日本に特攻隊というものがあったことはもちろん知っていました。というか、私の祖父がそうでした。でも出撃の前日に日本が終戦を迎えたので、その後愛すべき「大好きおばあちゃん」と出会い、母が産まれ私が産まれました。
その祖父は私が6歳のときにガンで亡くなったのですが、知らせを聞いたとき号泣したのを覚えています。
祖父が生きていたときの記憶といえば、私がいつも持ち歩いてるくっさいタオルを顔にかぶせて「たすけてくれ〜!」と遊んでたのと、
「ほっぺにチューしてよ」と私に言ってきたときに恥ずかしがって何もできなかったことです。
この二つは私の記憶の片隅の断片にすぎないのですが、死と隣り合わせの時代を生き延びた祖父にとってはこういう瞬間ひとつひとつが奇跡だったに違いありません。
特攻隊というものと祖父がそれだったことも知っていたのに私は、特攻隊の人たちの生の声をこの小説で初めてありありと聞いたものだから、なにか遠い時代の遠い国の話だと思ってたことが、私が毎日生きて暮らしている足元の土の底からのメッセージに思えてきて、私が今まで生きてきて受けた傷や痛みが全てとるに足らないものに思えてきて、
そして戦争が人類の犯した一番大きな過ちだということ、「もう二度とこんなことを繰り返さないでくれ」という、戦死した何百万人もの日本人の悲痛な叫びを後世に語り継いでいかなければ彼らは報われない。これは現代人の義務だと思った。

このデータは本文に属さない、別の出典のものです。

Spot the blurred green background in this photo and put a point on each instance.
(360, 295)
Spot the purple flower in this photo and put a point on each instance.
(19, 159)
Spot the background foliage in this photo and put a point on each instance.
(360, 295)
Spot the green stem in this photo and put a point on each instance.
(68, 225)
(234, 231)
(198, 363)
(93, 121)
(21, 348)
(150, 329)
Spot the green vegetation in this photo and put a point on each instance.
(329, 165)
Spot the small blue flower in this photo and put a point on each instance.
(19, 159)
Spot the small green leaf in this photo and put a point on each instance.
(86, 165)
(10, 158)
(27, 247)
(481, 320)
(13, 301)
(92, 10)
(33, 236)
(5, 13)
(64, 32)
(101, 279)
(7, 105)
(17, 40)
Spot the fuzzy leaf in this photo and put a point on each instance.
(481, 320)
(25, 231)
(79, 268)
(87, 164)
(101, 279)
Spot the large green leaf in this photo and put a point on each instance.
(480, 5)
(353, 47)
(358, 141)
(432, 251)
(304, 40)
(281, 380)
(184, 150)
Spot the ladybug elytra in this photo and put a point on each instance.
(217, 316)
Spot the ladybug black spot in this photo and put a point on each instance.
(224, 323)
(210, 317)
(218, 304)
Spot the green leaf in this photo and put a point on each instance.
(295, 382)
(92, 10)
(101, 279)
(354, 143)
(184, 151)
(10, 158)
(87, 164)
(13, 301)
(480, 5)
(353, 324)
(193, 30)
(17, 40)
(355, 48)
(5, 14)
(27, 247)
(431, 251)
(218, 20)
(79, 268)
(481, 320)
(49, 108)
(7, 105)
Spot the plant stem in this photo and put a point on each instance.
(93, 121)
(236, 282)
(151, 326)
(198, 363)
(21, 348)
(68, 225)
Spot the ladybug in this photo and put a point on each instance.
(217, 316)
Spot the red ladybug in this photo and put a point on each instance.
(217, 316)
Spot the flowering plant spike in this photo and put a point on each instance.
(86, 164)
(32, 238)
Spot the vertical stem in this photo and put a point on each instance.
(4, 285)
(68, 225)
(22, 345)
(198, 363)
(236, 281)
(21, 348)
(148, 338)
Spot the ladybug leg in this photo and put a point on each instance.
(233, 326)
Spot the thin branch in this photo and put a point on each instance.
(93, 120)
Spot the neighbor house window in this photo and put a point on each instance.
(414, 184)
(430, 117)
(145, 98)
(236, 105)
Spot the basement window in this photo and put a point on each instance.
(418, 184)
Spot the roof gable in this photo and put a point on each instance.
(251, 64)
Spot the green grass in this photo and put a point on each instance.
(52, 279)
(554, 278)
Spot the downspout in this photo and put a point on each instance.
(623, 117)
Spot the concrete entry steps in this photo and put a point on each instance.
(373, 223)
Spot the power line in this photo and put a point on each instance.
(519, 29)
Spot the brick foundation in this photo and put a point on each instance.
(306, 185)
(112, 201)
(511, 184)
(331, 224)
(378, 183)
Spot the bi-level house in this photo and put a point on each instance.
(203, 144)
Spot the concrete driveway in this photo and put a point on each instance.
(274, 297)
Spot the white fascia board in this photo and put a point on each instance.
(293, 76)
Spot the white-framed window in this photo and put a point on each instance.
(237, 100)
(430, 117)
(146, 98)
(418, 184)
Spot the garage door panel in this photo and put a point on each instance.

いろんな読み方があると思いますが、私が一番関心をもったのは、死ぬことを前提に突撃させる作戦を国をあげてやるという発想がどういう経過を経て現れたのかどうしてそんなことが認められてしまったのかです。(一応大学受験で日本史をかなり勉強してはいましたが、当時はその辺に関心・感情をもって取り組めていなかった^^;)
この小説で何度も書かれているのは、
「死ぬこと自体は怖くない」
「生き残る可能性がわずかでもある戦いと、はじめから100%死ぬとわかってる突撃は全く違う」
「愛する者尊敬する者のために死ぬ、もしくは自分より強い者に殺されるならいいが、国のため天皇陛下のために死にたい人なんかいない」
ということで、このような感情は当事者でなければ理解できないからリアルでした。
仮に彼らのことを、お国のために喜んで身を投げた、洗脳されていたんだと捉えたらそれこそ遠い国遠い時代の他人事のように思えるが、
そんなことは断じてないとなれば、彼らも今ここにいる私と同じ感情をもった人間、生きる権利を与えられていたはずの人間であり、それすらも剥奪された彼らに「何があってももらった命は大事にしなさい」と言われているように思う。
特攻隊の話に入りこんでしまった私にとって、宮部と松乃の愛の物語はあくまでオマケのようなものであり、これをクローズアップしてしまうと確かに戦争や特攻隊を美談にしているという批判はでてくるかもしれない。けどこの小説の印象としては、太平洋戦争で実際に戦地にいた人たちのリアルな話を聞いていくという貴重な資料と思いました。
だから私のように戦争してたことは知ってるけどそれがいかに悲惨なものだったかは知らないし聞きたくもない、という日本人は読むべきです。